In general, this program isn't useful unless you want to compare the two. The output of this program includes any errors that occur, and a "diff" between bag-of-words fragment vectors reported by Kolodny's Fragbag and package fragbag. If there is no difference, "PASSED" is printed.

Usage:

diff-kolodny-fragbag [flags]
	old-library-file.brk new-library-path pdb-file [ pdb-file ... ]

The flags are:

--fragbag fragbag-binary-path
	The specified fragbag-binary-path will be used instead of the default
	"fragbag".
--oldstyle
	When set, NewBowPDBOldStyle will be used to compute BOW vectors for
	package fragbag. See below for more details.

Details

Most of this program is just the grunt work to process the input, pass it to the fragbag binary and parse the output into a fragbag.BOW value. The fragbag.BOWDiff type is used to tell whether there is a difference between the bag-of-words vector returned by Kolodny's Fragbag and package fragbag.

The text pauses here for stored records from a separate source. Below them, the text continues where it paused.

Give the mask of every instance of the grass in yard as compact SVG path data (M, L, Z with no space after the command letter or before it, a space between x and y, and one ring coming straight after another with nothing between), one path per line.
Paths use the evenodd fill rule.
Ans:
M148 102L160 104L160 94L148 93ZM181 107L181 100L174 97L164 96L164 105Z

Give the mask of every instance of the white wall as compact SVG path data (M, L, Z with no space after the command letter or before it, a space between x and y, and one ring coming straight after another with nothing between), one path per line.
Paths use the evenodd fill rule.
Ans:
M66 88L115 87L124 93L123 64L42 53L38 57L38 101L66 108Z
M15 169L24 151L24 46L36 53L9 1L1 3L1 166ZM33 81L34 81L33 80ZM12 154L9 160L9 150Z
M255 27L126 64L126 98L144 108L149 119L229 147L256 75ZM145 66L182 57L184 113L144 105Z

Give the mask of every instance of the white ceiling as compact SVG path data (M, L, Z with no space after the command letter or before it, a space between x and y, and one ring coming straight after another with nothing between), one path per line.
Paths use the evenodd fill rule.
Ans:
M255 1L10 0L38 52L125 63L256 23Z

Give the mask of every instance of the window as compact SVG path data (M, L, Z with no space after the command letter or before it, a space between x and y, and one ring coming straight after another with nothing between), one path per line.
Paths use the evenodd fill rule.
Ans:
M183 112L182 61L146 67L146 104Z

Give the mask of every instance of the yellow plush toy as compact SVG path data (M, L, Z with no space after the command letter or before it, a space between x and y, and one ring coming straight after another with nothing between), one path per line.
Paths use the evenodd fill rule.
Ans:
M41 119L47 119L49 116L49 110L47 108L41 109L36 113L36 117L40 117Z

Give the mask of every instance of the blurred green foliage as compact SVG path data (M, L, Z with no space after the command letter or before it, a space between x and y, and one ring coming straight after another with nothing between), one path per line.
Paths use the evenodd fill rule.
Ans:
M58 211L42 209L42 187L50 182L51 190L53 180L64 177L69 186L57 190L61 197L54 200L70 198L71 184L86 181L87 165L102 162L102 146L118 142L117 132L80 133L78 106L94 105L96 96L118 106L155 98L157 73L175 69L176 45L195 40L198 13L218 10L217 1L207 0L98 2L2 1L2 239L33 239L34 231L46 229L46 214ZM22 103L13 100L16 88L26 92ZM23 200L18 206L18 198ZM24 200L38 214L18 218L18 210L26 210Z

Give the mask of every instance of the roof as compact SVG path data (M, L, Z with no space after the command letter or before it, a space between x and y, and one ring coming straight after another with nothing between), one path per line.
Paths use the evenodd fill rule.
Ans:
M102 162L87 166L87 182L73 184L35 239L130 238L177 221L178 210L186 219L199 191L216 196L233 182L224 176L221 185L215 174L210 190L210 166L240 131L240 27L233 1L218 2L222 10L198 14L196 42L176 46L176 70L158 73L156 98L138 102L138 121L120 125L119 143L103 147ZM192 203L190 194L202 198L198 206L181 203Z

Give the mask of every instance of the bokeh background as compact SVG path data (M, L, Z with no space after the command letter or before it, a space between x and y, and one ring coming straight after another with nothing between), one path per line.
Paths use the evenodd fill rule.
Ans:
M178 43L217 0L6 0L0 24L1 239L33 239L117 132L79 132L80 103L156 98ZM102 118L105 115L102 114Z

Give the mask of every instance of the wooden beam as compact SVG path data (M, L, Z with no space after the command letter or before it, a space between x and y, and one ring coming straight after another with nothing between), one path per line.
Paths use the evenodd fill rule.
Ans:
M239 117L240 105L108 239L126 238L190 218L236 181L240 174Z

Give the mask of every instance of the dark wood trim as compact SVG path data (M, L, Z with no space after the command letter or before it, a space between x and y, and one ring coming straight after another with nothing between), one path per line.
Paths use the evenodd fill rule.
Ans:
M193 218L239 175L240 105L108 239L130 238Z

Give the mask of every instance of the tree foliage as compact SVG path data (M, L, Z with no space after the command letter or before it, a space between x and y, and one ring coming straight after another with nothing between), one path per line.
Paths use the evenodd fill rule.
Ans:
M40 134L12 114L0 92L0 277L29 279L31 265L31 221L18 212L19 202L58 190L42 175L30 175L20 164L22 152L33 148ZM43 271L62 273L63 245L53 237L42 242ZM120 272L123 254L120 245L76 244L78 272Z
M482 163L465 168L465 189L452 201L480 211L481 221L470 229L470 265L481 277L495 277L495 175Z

The only important note about this program is that it supports two slightly different algorithms for computing RMSD in package fragbag. The first mode, implemented in fragbag.(*Library).NewBowPDB, computes RMSDs for each K-mer window of *each* chain. Namely, no RMSD is computed for any overlapping K-mer window between multiple chains. The second mode, implemented in fragbag.(*Library).NewBowPDBOldStyle, computes RMSDs for each K-mer window of *all* chains flattened into a single list. Namely, some RMSDs computed will include K-mer windows that overlap multiple chains.

The second mode exists because it is the algorithm used in Kolodny. It is implemented in package fragbag so as to provide an apples-to-apples comparison. The first mode exists because I believe it to be correct. (Results are forthcoming.)